The counter-rotation propeller operates with two propellers rotating in opposite directions, one at the front and the other at the back. The front propeller generates rotational energy that the rear propeller converts back into thrust, achieving more than 10% efficiency compared to existing single propellers. However, the conventional method using mechanical gears has disadvantages, such as significant heat, noise, and vibrations due to friction, as well as complicated maintenance.
In response, the research team applied the non-contact magnetic gear developed in 2022 to the counter-rotation propeller. The non-contact magnetic gear transmits power without friction by utilizing the pushing and pulling force between the north and south poles of magnets, marking a world-first development by the research team.

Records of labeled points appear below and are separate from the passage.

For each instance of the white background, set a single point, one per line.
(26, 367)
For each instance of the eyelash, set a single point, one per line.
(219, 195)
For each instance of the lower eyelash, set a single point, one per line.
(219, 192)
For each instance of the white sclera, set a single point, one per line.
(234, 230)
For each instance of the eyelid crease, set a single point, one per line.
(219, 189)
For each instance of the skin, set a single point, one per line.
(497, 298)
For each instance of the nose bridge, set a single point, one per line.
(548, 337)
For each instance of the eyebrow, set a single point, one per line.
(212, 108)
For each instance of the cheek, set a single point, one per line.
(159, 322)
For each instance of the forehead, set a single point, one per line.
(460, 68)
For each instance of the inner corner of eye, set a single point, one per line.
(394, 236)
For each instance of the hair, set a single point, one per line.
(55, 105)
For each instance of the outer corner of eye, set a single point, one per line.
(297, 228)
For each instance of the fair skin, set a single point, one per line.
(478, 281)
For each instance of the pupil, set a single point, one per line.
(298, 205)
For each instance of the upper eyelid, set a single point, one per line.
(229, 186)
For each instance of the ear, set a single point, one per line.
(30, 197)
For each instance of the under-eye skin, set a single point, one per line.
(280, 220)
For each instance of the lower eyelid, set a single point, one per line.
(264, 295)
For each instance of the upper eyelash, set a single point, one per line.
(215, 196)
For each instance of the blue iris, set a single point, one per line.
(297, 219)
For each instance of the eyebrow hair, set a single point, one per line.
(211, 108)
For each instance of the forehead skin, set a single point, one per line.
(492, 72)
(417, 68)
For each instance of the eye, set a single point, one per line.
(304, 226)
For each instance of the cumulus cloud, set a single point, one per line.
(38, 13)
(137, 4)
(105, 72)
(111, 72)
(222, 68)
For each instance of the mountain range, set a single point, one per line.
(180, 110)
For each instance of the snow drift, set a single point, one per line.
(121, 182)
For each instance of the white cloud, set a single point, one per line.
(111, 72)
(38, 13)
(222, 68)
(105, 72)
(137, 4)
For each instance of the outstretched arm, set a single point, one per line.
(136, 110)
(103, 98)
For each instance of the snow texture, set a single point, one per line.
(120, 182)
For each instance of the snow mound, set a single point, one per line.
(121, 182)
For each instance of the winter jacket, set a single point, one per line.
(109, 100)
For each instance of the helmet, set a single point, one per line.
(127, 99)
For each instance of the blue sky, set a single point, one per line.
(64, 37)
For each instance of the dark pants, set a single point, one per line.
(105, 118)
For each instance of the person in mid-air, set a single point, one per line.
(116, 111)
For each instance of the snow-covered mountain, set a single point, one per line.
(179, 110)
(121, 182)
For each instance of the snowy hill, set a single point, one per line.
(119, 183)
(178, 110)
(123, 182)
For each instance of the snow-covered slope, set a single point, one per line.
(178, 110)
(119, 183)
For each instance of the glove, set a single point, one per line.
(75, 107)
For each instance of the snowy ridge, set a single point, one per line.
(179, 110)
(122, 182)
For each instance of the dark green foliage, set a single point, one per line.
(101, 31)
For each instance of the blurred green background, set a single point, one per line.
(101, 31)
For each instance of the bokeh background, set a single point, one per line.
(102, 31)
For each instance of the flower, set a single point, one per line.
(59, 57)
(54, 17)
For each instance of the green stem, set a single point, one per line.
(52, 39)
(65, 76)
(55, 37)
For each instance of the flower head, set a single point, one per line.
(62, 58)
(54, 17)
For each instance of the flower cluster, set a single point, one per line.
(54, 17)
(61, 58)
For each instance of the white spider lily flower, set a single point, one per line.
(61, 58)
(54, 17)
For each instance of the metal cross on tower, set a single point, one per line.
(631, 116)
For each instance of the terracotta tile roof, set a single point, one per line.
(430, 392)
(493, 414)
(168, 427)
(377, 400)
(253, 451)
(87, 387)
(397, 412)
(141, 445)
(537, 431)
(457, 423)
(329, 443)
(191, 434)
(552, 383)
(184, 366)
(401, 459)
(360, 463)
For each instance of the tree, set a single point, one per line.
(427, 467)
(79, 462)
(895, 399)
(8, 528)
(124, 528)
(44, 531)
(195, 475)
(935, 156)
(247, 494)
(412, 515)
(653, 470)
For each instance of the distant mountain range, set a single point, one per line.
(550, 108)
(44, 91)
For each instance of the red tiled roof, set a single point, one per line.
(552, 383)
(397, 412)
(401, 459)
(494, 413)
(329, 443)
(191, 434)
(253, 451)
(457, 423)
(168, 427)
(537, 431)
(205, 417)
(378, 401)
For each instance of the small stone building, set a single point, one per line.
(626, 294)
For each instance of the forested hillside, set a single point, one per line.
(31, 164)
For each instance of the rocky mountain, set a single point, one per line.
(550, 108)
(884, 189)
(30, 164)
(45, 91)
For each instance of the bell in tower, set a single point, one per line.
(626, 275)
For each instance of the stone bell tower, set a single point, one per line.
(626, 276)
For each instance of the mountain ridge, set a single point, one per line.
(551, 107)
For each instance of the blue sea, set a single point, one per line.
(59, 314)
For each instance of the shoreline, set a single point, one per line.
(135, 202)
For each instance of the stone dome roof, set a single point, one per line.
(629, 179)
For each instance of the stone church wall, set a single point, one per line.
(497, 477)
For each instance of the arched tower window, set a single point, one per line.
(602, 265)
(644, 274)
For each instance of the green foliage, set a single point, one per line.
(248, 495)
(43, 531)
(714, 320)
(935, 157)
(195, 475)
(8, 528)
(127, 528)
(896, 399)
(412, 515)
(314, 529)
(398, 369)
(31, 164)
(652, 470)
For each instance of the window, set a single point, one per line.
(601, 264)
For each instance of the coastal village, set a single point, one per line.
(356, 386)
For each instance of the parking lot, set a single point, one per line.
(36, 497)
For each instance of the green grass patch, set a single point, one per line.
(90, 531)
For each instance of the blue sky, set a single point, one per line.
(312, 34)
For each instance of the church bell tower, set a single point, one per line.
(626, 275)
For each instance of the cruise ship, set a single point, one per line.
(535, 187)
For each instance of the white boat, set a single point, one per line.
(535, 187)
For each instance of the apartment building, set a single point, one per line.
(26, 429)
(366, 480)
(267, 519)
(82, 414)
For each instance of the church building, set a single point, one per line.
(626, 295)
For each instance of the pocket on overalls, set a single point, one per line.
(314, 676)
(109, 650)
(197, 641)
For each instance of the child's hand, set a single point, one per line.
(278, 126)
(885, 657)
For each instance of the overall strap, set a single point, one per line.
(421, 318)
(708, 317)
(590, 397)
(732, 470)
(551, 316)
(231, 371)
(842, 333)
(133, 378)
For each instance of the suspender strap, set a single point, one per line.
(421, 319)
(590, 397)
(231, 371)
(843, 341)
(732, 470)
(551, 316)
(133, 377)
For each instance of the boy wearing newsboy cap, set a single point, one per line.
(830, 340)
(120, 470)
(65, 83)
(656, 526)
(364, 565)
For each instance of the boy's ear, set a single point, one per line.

The research team tested the non-contact magnetic gear applied counter-rotation propellers rated at 3 kW (kilowatts, 4 horsepower) and 10 kW (13.5 horsepower) on a small unmanned vessel. Recently, they declared that they achieved a level of output suitable for four adult passengers, reaching up to 50 kW. This technology can drive electric propulsion vessels up to 8 meters in size and could be used in future water taxis or electric boats for tourism.
Currently, the research team is aiming to achieve an output of over 100 kW and plans to realize a "direct current distribution electric vessel system" that can transport dozens of people by equipping three 100 kW units for marine mobility. KERI anticipates that this achievement can be applied not only to eco-friendly mobility but also to defense, automation industries, and plans to commercialize it through technology transfer to related corporations.
Hong Do-gwan remarked, "Based on diverse research experience and know-how, we minimized trial and error through various efforts, including the design of key components," adding that it will greatly change the landscape of eco-friendly maritime mobility with its high thrust efficiency, fuel cost savings, low noise, low vibration, and the advantage of a semi-permanent lifespan that requires no maintenance.